Tailor Your Application:Make sure your application speaks directly to the job description. Use similar language and keywords that we’ve mentioned, so we can easily see how you fit into our team. It shows us you’re genuinely interested in the role!
Apply Through Our Website:We encourage you to apply through our website for a smoother process. It helps us keep track of your application and ensures you don’t miss out on any important updates. Plus, it’s super easy!
How to prepare for a job interview at graphcore
✨Know Your ML Frameworks
Make sure you’re well-versed in the major ML frameworks like PyTorch and TensorFlow. Brush up on how they work, their strengths and weaknesses, and be ready to discuss your hands-on experience with them during the interview.
✨Demonstrate Your Debugging Skills
Prepare to talk about specific instances where you've debugged functional or performance issues in ML systems. Have examples ready that showcase your analytical skills and how you reasoned about model behaviour and system performance.

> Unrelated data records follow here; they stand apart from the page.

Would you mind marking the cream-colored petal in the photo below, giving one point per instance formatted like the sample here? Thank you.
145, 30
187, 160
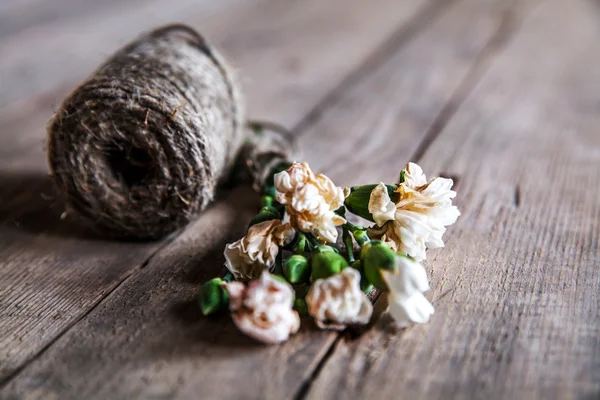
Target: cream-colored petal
338, 301
414, 176
265, 313
310, 201
406, 287
381, 207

✨Familiarise Yourself with CI/CD for ML
Since familiarity with CI/CD systems is desirable, it’s a good idea to understand how these systems integrate into ML workflows. Be prepared to discuss any experience you have with automating testing and deployment processes.
✨Showcase Your Collaboration Experience
This role involves working closely with software and hardware teams, so highlight any past experiences where you collaborated across different teams. Discuss how you contributed to projects and how you ensured effective communication and teamwork.